Finest Cigars of the Americas

Diamond Crown, Dominican Republic

If you’re looking for something truly rare, Diamond Crown fits the bill. A super premium brand of handmade cigars, it is made in the Dominican Republic. Another brand with consistent 90+ ratings, there are very few places where Diamond Crown is available for purchase.

In fact, the cigars are made by the Fuentes family, a bunch steeped in cigar history who are foremost experts in growing and manufacturing.

As part of the brand’s centenary celebrations, in 1995, Stanford Newman joined the company to develop the super premium cigars so sought after today.

Striving to design the richest, most consistent and most complex cigar possible, he created a 54 ring – larger than the largest cigars on the market at the time, 52 ring varieties. This allowed for six to seven individual tobacco leaves to be blended together, providing the full bodied flavour that makes Diamond Crown so coveted.

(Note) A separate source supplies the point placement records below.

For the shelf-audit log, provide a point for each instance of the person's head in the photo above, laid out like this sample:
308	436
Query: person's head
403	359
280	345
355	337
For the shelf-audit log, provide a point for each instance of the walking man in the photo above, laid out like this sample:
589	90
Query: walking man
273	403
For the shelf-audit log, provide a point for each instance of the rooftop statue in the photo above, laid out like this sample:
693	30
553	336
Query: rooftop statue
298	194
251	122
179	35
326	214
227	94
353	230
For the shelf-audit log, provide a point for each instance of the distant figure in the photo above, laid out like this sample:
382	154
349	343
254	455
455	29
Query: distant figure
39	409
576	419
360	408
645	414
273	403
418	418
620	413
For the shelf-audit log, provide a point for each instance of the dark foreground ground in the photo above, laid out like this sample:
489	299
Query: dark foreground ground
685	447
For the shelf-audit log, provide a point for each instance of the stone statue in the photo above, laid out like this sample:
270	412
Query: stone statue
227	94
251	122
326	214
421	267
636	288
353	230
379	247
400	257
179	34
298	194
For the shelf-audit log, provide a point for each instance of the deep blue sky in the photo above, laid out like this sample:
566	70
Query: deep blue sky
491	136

Unlike almost all other wrappers, Diamond Crown’s Connecticut Fermented Wrapper is fermented twice in order to develop a light, rosado colour and the sweet, smooth and rich flavour.

Aficianado’s Cigar Pairing in London

1 thought on “ The Finest Cigars of the Americas

  1. Sure these are great cigars, but in fairness, these are great American-rolled cigars, but the tobacco is Carribean. There are also North American cigars made (mostly) from North American tobacco, and they don’t get no respect! This year we saw the loss of 170-year old Marsh Wheeling company, which not only provided the cigars to both the 19th century cowboys AND the 20th century cowboy movies and TV shows, and gave us the moniker of “stogie” from the conestoga wagons they originally provisioned.
    Unfortunately the gawdaful mass produced drugstore cigars have led us tho think all the American cigars are only fit for starting barbacues, but there are still some tasty, fun, historical smokes out there that deserve our attention.